Polley pulls all these elements together like a cool therapist. In a blog posting before the TIFF screening, the director wrote that the film tormented her during the five years it took to complete, but was driven by her search to discover how legend becomes truth in family histories.
“Whatever my own feelings are about the events that are outlined, about the many dynamic and complicated players or the stunning, vibrant woman my mother was, they are ephemeral, constantly out of my grasp, they change as the years pass. (I declined to use a “voice of God” first person voice over narration because it felt false, self-involved, and besides the point). But I found I could lose myself in the words of the people closest to me. I can feel and hear and see their histories, and I wanted to get lost, immerse myself in those words, and be a detective in my own life and family. Anything I want to say myself about this part of my life is said in the film. It’s a search still, a search for meaning, truth, for whether there can ever be a truth.”
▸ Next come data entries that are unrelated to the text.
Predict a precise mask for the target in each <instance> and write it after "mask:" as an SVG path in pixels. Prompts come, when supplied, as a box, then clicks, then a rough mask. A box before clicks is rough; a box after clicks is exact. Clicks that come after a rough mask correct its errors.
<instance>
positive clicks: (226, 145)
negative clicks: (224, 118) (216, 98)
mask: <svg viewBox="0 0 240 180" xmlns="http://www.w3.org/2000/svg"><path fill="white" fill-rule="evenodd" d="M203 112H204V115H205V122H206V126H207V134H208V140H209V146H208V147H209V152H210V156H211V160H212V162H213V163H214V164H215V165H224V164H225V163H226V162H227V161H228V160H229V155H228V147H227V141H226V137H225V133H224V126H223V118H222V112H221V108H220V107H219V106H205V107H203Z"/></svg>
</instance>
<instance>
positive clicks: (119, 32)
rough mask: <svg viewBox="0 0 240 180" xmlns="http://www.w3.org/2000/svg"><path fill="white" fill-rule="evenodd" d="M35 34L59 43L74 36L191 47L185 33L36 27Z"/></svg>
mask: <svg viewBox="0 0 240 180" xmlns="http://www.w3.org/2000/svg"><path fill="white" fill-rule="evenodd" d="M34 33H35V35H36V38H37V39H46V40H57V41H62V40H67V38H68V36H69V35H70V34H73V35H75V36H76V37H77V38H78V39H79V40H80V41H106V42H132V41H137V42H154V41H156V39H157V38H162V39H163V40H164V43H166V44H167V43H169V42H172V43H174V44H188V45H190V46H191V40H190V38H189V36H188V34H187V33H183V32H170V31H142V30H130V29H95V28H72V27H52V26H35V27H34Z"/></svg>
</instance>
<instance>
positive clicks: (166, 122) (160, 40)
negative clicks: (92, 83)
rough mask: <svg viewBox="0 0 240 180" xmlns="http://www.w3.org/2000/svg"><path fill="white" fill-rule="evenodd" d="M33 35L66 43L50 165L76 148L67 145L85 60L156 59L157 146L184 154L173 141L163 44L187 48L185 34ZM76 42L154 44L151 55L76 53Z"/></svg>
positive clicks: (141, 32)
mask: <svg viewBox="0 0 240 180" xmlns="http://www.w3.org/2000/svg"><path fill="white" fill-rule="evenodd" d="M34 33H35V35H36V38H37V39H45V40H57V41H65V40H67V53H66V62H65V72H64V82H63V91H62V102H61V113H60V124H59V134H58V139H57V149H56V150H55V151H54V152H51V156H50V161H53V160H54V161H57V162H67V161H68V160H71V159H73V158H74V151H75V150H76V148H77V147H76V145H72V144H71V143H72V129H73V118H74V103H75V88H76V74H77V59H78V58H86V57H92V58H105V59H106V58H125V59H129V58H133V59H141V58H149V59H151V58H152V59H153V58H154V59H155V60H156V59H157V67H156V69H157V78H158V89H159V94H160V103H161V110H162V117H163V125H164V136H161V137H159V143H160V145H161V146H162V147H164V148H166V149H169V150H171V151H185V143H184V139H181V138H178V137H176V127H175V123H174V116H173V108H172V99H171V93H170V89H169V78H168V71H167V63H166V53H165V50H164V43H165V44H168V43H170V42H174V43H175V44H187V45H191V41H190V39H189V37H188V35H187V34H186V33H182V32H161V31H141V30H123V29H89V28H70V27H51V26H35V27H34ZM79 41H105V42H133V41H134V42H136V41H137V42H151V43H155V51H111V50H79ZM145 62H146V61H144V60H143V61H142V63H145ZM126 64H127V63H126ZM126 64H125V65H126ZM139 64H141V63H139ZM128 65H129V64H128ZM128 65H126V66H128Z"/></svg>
Also on the blog was this from Polley:
Personal documentaries have always made me a bit squeamish.
That’s exactly how I felt. While I could admire the film and admit to being lured into the unfolding, I couldn’t shake off the feeling that somehow it all was just Too Much Information. Are not some things sacred to family vaults? Like Polley, I have four siblings and we know all about divided storytelling. Just about any story told in our clan can be disputed by one of us as inaccurate. We see the world through a particular lens and thus, our memories are framed in various tints. What Polley has attempted is to showcase the rainbow. She has left out her own thoughts, perhaps because, as she indicates above, they are ephemeral.
I do love the title.
Stories-the way we make sense of our world.
We-each of us contribute to our own histories.
Tell-that’s my m.o right here, right now.
Other film bits:
Razzie award nominations are out for worst pics of 2012 and leading the nominations is Breaking Dawn Part 2. Looks like vampires really do suck.
Steven Spielberg’s Lincoln scooped the most BAFTA nominations today but there will be no top Brit honour for Spielberg himself: he was shut out of nominations for best director. Maybe he’ll feel better Thursday morning when Oscar nominations are announced.